Il s’agit sûrement d’une ballade en forêt, dans une forêt méridionale, ainsi qu’en attestent la caillasse de calcaire blanc qui affleure au-delà d’un humus pauvre et fin sous une couverture d’épines de pins. Le côté cahoteux des chemins, les thalwegs rocheux, le ciel immaculé et le frais soleil d’hiver viennent encore renforcer cette impression. Je suis avec ma fille Ilana au sommet d’un promontoire, d’où je peux voir la lisière de la forêt, donnant directement sur une plage étroite de sable jaune.
Des éclats de voix parviennent jusqu’à nous, et suivant leur provenance, mon regard finit par tomber sur un camion militaire immobilisé sur la plage. Un autre camion kaki, de modèle différent, vient se planter devant lui, comme pour l’empêcher de partir, tandis qu’un étrange véhicule bleu métallisé, sur coussin d’air peut-être, aux loupiotes clignotant circulairement, arrive par la gauche en mitraillant joyeusement, et longuement, le premier camion.
Après la fin de la fusillade, une femme d’une trentaine d’années dans un uniforme que je ne reconnais pas, sort du second camion, et au ton de sa voix s’adressant aux hommes demeurés à l’arrière, je devine qu’elle les commande. Elle se saisit d’un talkie-walkie et entre en communication avec la soucoupe. De celle-ci bondit un officier à la tête de singe qui se dirige vers elle. Sa combinaison est bleu-pâle.

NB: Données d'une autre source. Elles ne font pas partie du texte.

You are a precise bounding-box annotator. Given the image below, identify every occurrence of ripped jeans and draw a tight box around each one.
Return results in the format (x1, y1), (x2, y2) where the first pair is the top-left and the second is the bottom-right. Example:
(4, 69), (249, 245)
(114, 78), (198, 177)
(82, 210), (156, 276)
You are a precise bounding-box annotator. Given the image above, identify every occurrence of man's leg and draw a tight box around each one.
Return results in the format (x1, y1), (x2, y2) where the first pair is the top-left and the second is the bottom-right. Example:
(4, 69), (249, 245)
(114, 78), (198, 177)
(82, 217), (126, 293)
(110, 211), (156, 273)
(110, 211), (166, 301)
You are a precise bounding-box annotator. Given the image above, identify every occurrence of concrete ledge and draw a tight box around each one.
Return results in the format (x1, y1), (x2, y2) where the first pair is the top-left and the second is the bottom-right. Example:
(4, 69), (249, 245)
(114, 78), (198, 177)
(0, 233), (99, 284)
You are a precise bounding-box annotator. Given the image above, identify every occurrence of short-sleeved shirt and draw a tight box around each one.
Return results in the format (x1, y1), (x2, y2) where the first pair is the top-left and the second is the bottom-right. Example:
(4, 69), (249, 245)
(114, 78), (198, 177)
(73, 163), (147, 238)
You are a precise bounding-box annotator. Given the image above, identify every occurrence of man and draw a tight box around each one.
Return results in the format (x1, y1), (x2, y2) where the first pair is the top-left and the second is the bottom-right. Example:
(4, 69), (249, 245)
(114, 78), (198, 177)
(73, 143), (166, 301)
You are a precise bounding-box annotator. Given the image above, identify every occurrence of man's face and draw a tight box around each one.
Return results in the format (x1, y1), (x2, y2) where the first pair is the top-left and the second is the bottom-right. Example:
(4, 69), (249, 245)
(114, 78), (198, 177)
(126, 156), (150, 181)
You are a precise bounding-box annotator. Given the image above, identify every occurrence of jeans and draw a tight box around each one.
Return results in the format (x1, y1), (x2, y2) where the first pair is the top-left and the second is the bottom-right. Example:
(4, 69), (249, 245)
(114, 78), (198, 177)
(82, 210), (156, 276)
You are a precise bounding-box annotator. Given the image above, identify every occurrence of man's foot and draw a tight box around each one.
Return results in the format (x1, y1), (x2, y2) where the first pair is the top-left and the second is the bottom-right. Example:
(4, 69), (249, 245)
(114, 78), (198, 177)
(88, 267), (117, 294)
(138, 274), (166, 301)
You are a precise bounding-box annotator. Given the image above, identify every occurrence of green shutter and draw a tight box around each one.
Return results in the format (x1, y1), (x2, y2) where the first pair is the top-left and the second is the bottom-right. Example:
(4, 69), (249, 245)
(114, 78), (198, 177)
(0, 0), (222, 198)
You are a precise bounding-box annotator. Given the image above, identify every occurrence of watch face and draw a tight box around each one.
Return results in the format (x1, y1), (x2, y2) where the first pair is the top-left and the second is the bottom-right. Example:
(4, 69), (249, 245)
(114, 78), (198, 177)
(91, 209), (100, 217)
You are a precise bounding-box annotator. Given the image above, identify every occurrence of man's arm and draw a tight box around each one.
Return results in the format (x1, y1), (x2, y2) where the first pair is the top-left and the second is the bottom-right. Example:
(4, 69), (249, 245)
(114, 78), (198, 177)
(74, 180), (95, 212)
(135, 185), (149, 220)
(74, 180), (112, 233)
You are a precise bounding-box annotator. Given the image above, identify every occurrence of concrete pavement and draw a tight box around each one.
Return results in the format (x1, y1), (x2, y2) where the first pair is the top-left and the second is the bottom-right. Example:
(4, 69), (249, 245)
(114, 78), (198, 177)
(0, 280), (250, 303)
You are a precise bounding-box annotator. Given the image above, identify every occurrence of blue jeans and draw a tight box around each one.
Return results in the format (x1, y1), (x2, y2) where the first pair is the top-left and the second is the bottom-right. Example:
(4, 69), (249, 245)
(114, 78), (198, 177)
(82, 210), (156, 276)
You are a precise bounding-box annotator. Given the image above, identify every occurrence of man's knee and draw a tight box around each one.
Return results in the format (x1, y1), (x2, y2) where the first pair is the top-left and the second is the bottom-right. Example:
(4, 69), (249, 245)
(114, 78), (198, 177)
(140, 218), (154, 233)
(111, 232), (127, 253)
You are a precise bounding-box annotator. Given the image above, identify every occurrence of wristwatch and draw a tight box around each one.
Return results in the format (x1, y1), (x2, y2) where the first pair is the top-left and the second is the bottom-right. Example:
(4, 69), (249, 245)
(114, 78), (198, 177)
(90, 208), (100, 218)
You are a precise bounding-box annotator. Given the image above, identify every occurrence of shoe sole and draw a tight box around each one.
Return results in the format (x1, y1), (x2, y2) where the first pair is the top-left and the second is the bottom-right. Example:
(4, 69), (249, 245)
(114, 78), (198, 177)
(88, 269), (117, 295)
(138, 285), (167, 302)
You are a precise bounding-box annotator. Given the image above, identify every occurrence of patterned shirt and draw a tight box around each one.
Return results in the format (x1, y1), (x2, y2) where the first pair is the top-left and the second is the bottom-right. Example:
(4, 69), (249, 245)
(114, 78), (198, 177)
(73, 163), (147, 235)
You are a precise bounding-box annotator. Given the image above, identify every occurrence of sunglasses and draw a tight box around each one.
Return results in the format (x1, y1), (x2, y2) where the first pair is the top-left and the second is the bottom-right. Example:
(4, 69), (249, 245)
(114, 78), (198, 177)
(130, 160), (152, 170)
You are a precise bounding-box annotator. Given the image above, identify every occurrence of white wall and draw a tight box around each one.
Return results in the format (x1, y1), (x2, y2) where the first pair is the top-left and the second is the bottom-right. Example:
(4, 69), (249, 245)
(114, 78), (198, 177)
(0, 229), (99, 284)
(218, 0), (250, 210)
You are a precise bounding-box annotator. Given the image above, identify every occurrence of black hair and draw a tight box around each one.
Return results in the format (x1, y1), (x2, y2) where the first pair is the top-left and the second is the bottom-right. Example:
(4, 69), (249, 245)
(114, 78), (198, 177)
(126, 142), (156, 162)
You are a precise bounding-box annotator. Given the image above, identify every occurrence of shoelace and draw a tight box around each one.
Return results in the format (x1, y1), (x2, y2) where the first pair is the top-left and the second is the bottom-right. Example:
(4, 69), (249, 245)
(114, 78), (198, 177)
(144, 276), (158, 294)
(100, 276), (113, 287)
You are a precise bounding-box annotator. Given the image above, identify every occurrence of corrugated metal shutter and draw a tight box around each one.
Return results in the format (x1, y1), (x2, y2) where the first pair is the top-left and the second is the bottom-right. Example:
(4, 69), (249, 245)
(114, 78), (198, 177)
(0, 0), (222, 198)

Ils devisent un instant et cet officier hèle en direction de la soucoupe.
Quelques secondes plus tard, alors que tout reste immobile, deux autres singes en combinaison surgissent d’un sas, munis de deux grands bâtons qu’ils portent à leurs bouches.
Ils émettent alors des sons étranges…
- Gnap llap – gnap llap – gnap llap -
… de leurs langues synchronisées avec une petite languette mobile située à l’embouchure des bâtons, comme une anche. Pendant ce temps, leurs yeux s’agrandissent et deviennent argentés.
Il semble que ces instruments servent à deviner le contenu du camion immobilisé, par un jeu de miroirs peut-être, mais cette technologie semblerait très rudimentaire eu égard à leur moyen de locomotion et au souvenir présent que j’ai de la fusillade bleutée. Ilana reste sage à mon côté, comme hypnotisée par la scène. L’un des deux singes apostrophe son supérieur du rebord de la soucoupe :
- S’il y a quelque chose à l’intérieur, ce n’est pas humain, ce n’est pas…-
Une fumée sortant du moteur du premier camion interrompt sa phrase : je vois la femme commandant le premier camion fuir à toutes jambes, tandis que les trois singes paraissent littéralement suffoquer. Je vois leurs faces simiesques comme pétrifiées et penchées sur le côté, les yeux exorbités, la langue rouge pendant largement sur une commissure de leur gueule. Ce ne peut être que du gaz toxique qui s’épand du camion immobile.
Je réagis vite et prends en compte la faiblesse de la brise marine.
Ilana vivement prise dans les bras, je cours en sens inverse de la plage et entre dans une vaste clairière désolée. Quelques secondes plus tard, un bruit de moteur attise mon inquiétude. Je le vois, à deux virages de nous : c’est le même modèle que le camion militaire immobilisé sur la plage. Je bondis avec Ilana dans le bas-côté, un talus à la pente très raide. Si les cailloux et la terre sèche ne nous atteignent pas, la végétation méditerranéenne demeure rase ; un plan de thym, un épineux maigrelet et un laurier livide sont nos seuls abris. Les hauts essieux du camion qui arrive font le reste : un homme de type européen, brun et mal rasé, nous voit, malgré nos efforts pour descendre encore plus bas dans la ravine, comme une étoile argentée en haut d’un sapin de Noël, et il sourit.
Dans le bruit du camion au ralenti, il sourit, et dans l’ignorance de ses intentions, je serre ma fille contre moi.